Tesla zapewnia, że kamery zainstalowane na pokładzie aut służą tylko jako pomoc dla kierowców, a prywatność jest pilnie strzeżona. Jednak, jak podaje Reuters na podstawie rozmów z kilkunastoma byłymi pracownikami firmy, nie wszystko w tej sprawie mogło być zgodne z deklaracjami producenta.
Reuters skontaktował się z ponad 300 pracownikami Tesli, którzy pracowali dla firmy w ciągu ostatnich dziewięciu lat i byli zaangażowani w rozwój systemu autonomicznej jazdy. Kilkunastu zgodziło się odpowiedzieć na pytania, każdy z nich postawił warunek zachowania anonimowości.
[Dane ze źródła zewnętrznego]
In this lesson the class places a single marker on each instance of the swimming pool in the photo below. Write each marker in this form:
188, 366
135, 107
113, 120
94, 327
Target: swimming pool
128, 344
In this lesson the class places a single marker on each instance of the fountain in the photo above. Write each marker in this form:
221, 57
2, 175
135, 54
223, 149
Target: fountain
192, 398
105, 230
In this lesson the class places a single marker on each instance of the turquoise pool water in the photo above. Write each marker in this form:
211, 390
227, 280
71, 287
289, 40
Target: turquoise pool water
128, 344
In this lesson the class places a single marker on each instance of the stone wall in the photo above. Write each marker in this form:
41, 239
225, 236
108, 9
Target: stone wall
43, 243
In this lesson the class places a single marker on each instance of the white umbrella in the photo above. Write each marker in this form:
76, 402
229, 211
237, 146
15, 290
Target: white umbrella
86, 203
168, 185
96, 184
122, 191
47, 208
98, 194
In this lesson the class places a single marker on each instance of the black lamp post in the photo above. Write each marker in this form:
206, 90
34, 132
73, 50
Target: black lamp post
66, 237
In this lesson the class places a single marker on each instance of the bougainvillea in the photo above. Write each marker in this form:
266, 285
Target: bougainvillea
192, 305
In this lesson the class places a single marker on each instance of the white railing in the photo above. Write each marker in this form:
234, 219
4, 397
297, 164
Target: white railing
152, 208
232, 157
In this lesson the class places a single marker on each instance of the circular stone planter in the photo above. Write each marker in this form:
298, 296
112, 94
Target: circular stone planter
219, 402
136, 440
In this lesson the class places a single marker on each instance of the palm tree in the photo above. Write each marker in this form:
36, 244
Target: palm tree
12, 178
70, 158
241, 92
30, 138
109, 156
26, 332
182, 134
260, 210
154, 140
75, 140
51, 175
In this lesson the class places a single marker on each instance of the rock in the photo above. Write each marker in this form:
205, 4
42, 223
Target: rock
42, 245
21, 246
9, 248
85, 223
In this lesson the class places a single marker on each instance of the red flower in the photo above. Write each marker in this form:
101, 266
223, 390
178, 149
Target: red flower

Z rozmów przeprowadzonych przez dziennikarzy agencji wynika, że zapewnienia Tesli wobec kierowców, że "ich prywatność jest i zawsze będzie niezwykle ważna", a kamery są "zaprojektowane od podstaw, aby chronić prywatność", mogą być niezgodne z rzeczywistością.
Nagrania z wypadków
Według Reutersa pomiędzy 2019 a 2022 rokiem pracownicy Tesli udostępniali sobie nawzajem, za pomocą wewnętrznego systemu, wiadomości z filmami i zdjęciami nagranymi przez kamery z samochodów klientów. Niektóre z nich były kłopotliwe dla klientów. Jeden z byłych pracowników opisał film, na którym było widać mężczyznę podchodzącego do samochodu całkowicie nago.
Reuters informuje, że pracownicy mieli udostępniać sobie także przeróżne zdarzenia drogowe, jak wypadki. Według jednego z byłych pracowników udostępniali sobie film, na którym nagrano, jak Tesla jadąca z dużą prędkością w terenie zabudowanym uderza w dziecko jadące na rowerze. Widać było na nim, jak dziecko leci w jedną, a jego rowerek w drugą stronę. Pracownicy Tesli w kalifornijskim biurze przesyłali go sobie niczym mem o kotkach.
Chociaż Tesla zapewnia klientów, że "nagrania z kamer pozostają anonimowe i nie są powiązane z Tobą ani Twoim pojazdem", to siedmiu byłych pracowników firmy powiedziało agencji Reutera, że program, którego używali, pozwalał na zapoznanie się z lokalizacją nagrań, co w konsekwencji mogło doprowadzić do ujawnienia, gdzie mieszkał właściciel Tesli.
- Mogliśmy zajrzeć do garaży ludzi i ich prywatnych posiadłości — powiedział inny były pracownik. - Powiedzmy, że klient Tesli miał w garażu coś, co było charakterystyczne. Ludzie publikowaliby tego rodzaju rzeczy - dodał.
Tesla i Musk nie odpowiadają na pytania
Reuters, przygotowując raport na temat prywatności materiałów wideo, zwrócił się z pytaniami zarówno do Tesli, jak i do Elona Muska. Jednak ani szef, ani firma, nie udzieliły żadnych odpowiedzi.
Agencja zaznacza, że nie była w stanie pozyskać żadnego ze zdjęć czy filmów. Byli pracownicy twierdzili, że ich nie zachowali.
Jednocześnie nie udało się też ustalić, czy praktyka ta trwa do dziś, ani jak bardzo jest powszechna. Co więcej niektórzy byli pracownicy, z którymi się skontaktowano, powiedzieli, że jedyne udostępnianie, które zaobserwowali, dotyczyło uzasadnionych celów służbowych, takich jak szukanie pomocy u kolegów lub przełożonych.
"Każdy normalny człowiek byłby tym przerażony"
David Choffnes, dyrektor wykonawczy Instytutu Cyberbezpieczeństwa i Prywatności na Northeastern University w Bostonie, nazwał udostępnianie wrażliwych filmów i zdjęć przez pracowników Tesli "moralnie nagannym".
- Każdy normalny człowiek byłby tym przerażony – powiedział Choffnes i zauważył przy tym, że rozpowszechnianie wrażliwych i osobistych treści może być interpretowane jako naruszenie własnej polityki prywatności Tesli – potencjalnie skutkujące interwencją Federalnej Komisji Handlu USA (FTC), która egzekwuje przepisy federalne dotyczące prywatności konsumentów.
Rzecznik FTC w rozmowie z Reutersem powiedział, że nie komentuje poszczególnych firm ani ich postępowania.